China’s National Bureau of Statistics spokesperson Fu Linghui stated that China’s energy supply is "relatively strong" and forms a "relatively good" foundation for responding to external market volatility [2]. China’s domestic crude oil production rose by 1.9% year on year to 35.73 million metric tons in January-February [2]. As of January, Beijing held an estimated 1.2 billion barrels of onshore crude stockpiles, enough to meet demand for three to four months [2]. Analysts suggest that China’s substantial reserves and diversified import channels provide a buffer against short-term disruptions in the Strait of Hormuz, helping maintain market stability amid geopolitical tensions [2].
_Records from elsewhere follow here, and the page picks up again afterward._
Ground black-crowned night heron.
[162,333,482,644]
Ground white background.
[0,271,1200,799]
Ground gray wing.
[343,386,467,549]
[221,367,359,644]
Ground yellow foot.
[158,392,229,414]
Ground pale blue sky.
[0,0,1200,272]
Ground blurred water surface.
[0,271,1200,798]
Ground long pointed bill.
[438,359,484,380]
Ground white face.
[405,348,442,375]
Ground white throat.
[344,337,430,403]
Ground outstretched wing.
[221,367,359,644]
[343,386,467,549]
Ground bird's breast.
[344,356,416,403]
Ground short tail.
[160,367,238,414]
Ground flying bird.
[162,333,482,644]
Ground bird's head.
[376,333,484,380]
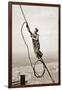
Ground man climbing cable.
[26,23,43,59]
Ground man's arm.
[26,23,32,36]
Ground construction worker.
[26,23,43,59]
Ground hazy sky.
[12,5,58,62]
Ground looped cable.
[21,22,45,78]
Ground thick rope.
[21,22,45,78]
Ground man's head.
[35,28,39,33]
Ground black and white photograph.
[9,2,60,87]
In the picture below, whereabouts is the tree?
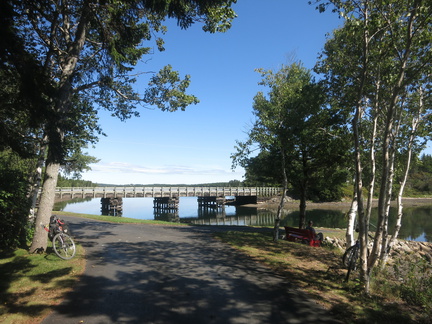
[318,0,432,293]
[232,63,347,239]
[3,0,235,251]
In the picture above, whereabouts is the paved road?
[43,217,338,324]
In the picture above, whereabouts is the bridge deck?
[56,187,281,199]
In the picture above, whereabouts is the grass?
[0,245,85,324]
[214,232,432,324]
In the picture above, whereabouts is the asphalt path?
[42,217,339,324]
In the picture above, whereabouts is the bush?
[0,152,31,248]
[393,256,432,316]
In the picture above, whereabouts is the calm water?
[54,197,432,242]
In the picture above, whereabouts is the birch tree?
[319,0,432,293]
[232,63,347,239]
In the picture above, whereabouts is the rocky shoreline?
[258,197,432,264]
[255,197,432,211]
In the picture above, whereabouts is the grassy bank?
[0,212,432,324]
[214,229,432,324]
[0,245,85,324]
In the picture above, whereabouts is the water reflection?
[54,197,432,242]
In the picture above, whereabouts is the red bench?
[285,226,321,246]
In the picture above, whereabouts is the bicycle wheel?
[342,245,359,268]
[53,233,76,260]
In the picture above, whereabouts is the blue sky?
[83,0,342,185]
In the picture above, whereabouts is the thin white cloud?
[91,162,232,175]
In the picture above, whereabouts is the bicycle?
[42,218,76,260]
[342,239,360,282]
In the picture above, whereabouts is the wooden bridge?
[56,187,281,199]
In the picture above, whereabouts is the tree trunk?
[30,163,60,253]
[28,145,46,223]
[380,87,424,267]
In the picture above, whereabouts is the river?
[54,197,432,242]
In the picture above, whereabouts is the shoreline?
[248,197,432,212]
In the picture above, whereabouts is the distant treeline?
[57,154,432,197]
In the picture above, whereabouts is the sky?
[82,0,342,185]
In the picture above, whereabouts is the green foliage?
[406,154,432,195]
[393,256,432,316]
[144,65,199,112]
[232,63,350,201]
[0,152,31,248]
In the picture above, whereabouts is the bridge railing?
[56,187,281,199]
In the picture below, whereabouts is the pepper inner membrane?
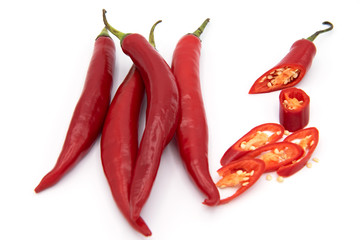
[261,67,300,88]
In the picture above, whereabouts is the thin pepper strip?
[100,22,159,236]
[103,10,179,220]
[171,19,220,206]
[220,123,285,166]
[249,21,333,94]
[277,127,319,177]
[279,87,310,132]
[35,28,115,193]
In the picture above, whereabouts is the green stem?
[149,20,162,49]
[96,27,110,39]
[103,9,129,43]
[193,18,210,37]
[307,21,334,42]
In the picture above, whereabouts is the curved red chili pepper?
[216,159,265,204]
[237,142,304,172]
[35,29,115,193]
[100,22,159,236]
[220,123,285,166]
[171,19,220,206]
[249,22,333,94]
[103,10,179,220]
[279,87,310,132]
[277,127,319,177]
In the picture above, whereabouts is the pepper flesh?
[277,127,319,177]
[279,88,310,132]
[238,142,304,172]
[100,65,151,236]
[171,19,220,206]
[35,30,115,193]
[216,159,265,204]
[220,123,285,166]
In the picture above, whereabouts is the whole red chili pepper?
[35,28,115,193]
[171,19,220,206]
[100,21,160,236]
[279,87,310,132]
[249,22,333,94]
[103,10,179,220]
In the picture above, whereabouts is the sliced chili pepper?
[220,123,285,166]
[277,127,319,177]
[279,87,310,132]
[238,142,304,172]
[35,28,115,193]
[171,19,220,206]
[103,10,179,220]
[100,22,159,236]
[216,159,265,204]
[249,22,333,94]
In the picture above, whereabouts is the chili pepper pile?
[35,10,333,236]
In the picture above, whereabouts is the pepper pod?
[249,22,333,94]
[279,88,310,132]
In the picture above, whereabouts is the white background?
[0,0,360,240]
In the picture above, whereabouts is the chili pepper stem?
[307,21,334,42]
[192,18,210,37]
[95,27,110,40]
[149,20,162,49]
[103,9,129,43]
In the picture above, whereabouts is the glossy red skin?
[279,87,310,132]
[121,34,179,220]
[220,123,285,166]
[277,127,319,177]
[171,34,220,206]
[35,36,115,193]
[238,142,304,172]
[218,159,265,204]
[100,66,151,236]
[249,39,316,94]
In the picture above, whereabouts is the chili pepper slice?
[277,127,319,177]
[249,21,333,94]
[238,142,304,172]
[35,28,115,193]
[171,19,220,206]
[100,21,159,236]
[103,10,179,220]
[279,87,310,132]
[220,123,285,166]
[216,159,265,204]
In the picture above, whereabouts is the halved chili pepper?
[279,87,310,132]
[216,159,265,204]
[35,28,115,193]
[103,10,179,220]
[249,21,333,94]
[277,127,319,177]
[237,142,304,172]
[171,19,220,206]
[220,123,285,166]
[100,21,160,236]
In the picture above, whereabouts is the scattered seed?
[276,176,284,182]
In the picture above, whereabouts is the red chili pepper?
[249,22,333,94]
[103,10,179,220]
[220,123,285,166]
[238,142,304,172]
[171,19,220,206]
[100,22,159,236]
[216,159,265,204]
[35,29,115,193]
[277,127,319,177]
[279,87,310,132]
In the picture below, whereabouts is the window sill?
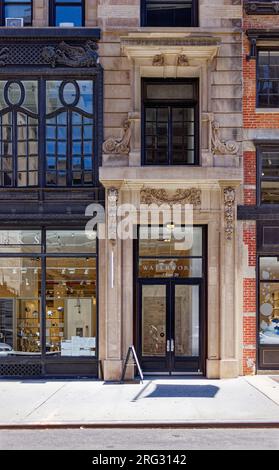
[256,107,279,114]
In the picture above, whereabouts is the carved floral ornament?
[224,187,236,241]
[211,120,239,155]
[140,188,201,208]
[152,54,189,67]
[103,119,131,155]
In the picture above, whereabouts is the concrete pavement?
[0,376,279,426]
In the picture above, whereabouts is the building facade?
[0,0,279,380]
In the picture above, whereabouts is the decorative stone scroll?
[224,187,235,241]
[152,54,165,67]
[103,119,132,155]
[108,188,118,242]
[211,120,239,155]
[42,41,98,67]
[140,188,201,208]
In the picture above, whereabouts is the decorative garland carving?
[108,188,118,241]
[152,54,165,67]
[140,188,201,207]
[211,121,239,155]
[224,187,235,241]
[103,119,132,155]
[42,41,98,67]
[177,54,189,67]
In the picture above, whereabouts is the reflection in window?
[142,0,198,27]
[46,258,97,356]
[259,257,279,344]
[259,146,279,204]
[3,0,32,26]
[257,50,279,108]
[0,81,38,187]
[52,0,84,26]
[46,80,93,186]
[0,258,41,355]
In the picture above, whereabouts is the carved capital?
[140,188,201,208]
[152,54,165,67]
[224,187,236,241]
[107,188,118,242]
[211,120,239,155]
[41,41,98,67]
[103,119,131,155]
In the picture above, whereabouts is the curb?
[0,421,279,431]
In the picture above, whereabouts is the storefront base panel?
[0,359,98,379]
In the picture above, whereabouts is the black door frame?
[137,278,205,375]
[136,224,208,376]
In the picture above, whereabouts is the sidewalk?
[0,376,279,427]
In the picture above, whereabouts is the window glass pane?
[259,282,279,345]
[55,6,82,26]
[139,227,202,257]
[46,230,96,253]
[145,0,194,27]
[0,258,41,356]
[46,258,97,357]
[146,83,194,100]
[4,2,32,26]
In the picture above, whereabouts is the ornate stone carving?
[103,119,132,155]
[108,188,118,241]
[211,121,239,155]
[0,47,9,67]
[140,188,201,207]
[177,54,189,67]
[152,54,165,67]
[42,41,98,67]
[224,187,235,241]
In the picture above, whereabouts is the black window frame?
[256,47,279,112]
[0,0,33,27]
[256,141,279,207]
[0,72,102,190]
[141,78,200,167]
[140,0,199,28]
[49,0,85,28]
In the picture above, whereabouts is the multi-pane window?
[257,50,279,108]
[0,79,96,187]
[143,80,199,165]
[258,146,279,204]
[1,0,32,26]
[141,0,198,27]
[50,0,84,26]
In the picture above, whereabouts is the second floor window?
[0,79,96,187]
[50,0,85,26]
[258,145,279,204]
[143,79,199,165]
[141,0,198,27]
[257,50,279,108]
[1,0,32,26]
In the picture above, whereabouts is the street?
[0,429,279,450]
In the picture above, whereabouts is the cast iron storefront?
[0,28,104,377]
[135,226,206,375]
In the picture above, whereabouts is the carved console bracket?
[103,119,131,155]
[211,120,239,155]
[107,188,118,243]
[140,188,201,208]
[224,187,236,241]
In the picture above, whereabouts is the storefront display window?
[0,229,97,357]
[259,257,279,345]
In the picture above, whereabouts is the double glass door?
[139,279,203,374]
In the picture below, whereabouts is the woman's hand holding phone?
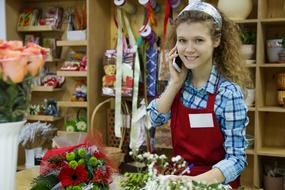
[169,46,188,85]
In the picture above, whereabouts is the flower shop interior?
[0,0,285,190]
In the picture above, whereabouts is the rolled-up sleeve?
[147,99,170,127]
[213,88,248,184]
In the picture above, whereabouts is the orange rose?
[2,58,27,83]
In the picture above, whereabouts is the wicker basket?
[89,98,126,166]
[277,73,285,90]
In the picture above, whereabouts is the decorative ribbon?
[114,0,136,14]
[123,14,140,149]
[170,0,181,9]
[115,9,123,137]
[146,46,158,96]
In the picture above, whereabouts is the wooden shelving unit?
[57,101,88,108]
[32,86,63,92]
[56,71,88,77]
[46,58,63,63]
[6,0,285,189]
[27,115,63,122]
[17,25,63,33]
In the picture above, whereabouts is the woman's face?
[176,22,220,70]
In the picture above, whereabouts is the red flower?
[93,151,106,159]
[58,165,88,187]
[92,166,112,184]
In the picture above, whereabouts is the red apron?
[170,79,240,188]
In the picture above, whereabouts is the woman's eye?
[195,39,204,44]
[178,39,186,43]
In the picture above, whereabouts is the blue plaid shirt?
[147,65,249,184]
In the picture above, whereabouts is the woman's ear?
[213,36,221,48]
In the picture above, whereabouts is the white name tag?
[189,113,214,128]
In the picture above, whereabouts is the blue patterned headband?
[178,0,223,31]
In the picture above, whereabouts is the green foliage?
[31,175,59,190]
[0,77,32,123]
[240,31,256,44]
[120,171,149,190]
[192,181,231,190]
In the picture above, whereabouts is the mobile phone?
[172,52,182,73]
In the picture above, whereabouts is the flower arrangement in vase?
[31,143,113,190]
[0,40,46,123]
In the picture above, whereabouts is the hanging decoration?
[114,0,136,14]
[139,0,160,13]
[140,25,158,96]
[114,9,123,137]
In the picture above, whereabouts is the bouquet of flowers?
[121,152,231,190]
[0,40,46,123]
[32,134,114,190]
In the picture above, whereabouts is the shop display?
[60,50,87,71]
[121,152,231,190]
[102,49,135,96]
[71,80,87,102]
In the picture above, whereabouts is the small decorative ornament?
[218,0,252,20]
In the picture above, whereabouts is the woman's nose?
[185,43,195,53]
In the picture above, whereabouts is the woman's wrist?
[168,80,184,90]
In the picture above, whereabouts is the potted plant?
[0,40,46,189]
[263,162,285,190]
[240,31,256,63]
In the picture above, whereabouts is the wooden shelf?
[56,71,87,77]
[154,145,173,150]
[56,40,87,46]
[260,63,285,68]
[260,18,285,25]
[57,131,86,136]
[257,106,285,113]
[27,115,62,122]
[234,19,258,24]
[17,25,63,32]
[32,86,63,92]
[245,148,254,155]
[45,58,63,63]
[57,101,88,108]
[256,147,285,157]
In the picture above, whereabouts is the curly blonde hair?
[168,11,252,92]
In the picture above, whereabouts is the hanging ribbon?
[163,0,170,43]
[123,14,140,149]
[115,9,123,137]
[146,46,158,96]
[114,0,136,14]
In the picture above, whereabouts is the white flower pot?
[0,121,26,190]
[218,0,252,20]
[266,38,283,62]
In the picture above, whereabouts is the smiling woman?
[148,1,250,188]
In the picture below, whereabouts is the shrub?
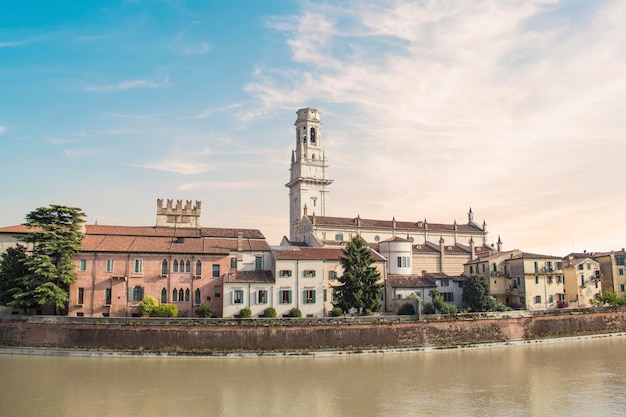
[263,307,276,317]
[137,295,159,316]
[398,303,415,316]
[150,304,178,317]
[424,301,435,314]
[196,303,215,318]
[330,307,343,317]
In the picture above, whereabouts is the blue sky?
[0,0,626,255]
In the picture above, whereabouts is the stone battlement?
[157,198,202,229]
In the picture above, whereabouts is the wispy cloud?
[243,0,626,252]
[85,77,172,93]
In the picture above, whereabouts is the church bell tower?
[285,108,333,241]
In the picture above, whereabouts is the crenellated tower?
[285,108,333,240]
[157,198,201,229]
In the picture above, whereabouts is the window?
[398,256,411,268]
[133,259,143,274]
[302,289,315,304]
[278,290,291,304]
[233,290,243,304]
[128,287,143,301]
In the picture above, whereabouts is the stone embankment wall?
[0,309,626,354]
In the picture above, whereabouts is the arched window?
[133,287,143,301]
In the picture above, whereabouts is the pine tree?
[18,205,85,310]
[337,235,383,313]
Technical analysis indicates resistance for crude oil prices near $110 a barrel, with support levels around $95 [2]. The ongoing conflict and uncertainty around Hormuz flows may continue to drive volatility in oil markets, and traders are advised to monitor developments related to the Iran war and diplomatic efforts between the U.S. and China, as these factors are likely to influence short-term price action and sentiment [2].
CONCLUSION
US strikes on Iranian oil infrastructure have elevated supply risks and pushed Brent crude prices to multi-year highs, with global markets closely watching developments around the Strait of Hormuz. Despite the volatility, China’s robust reserves and increased domestic production have helped mitigate immediate risks, supporting market stability. Continued geopolitical tensions and diplomatic negotiations are expected to drive further price volatility in the near term.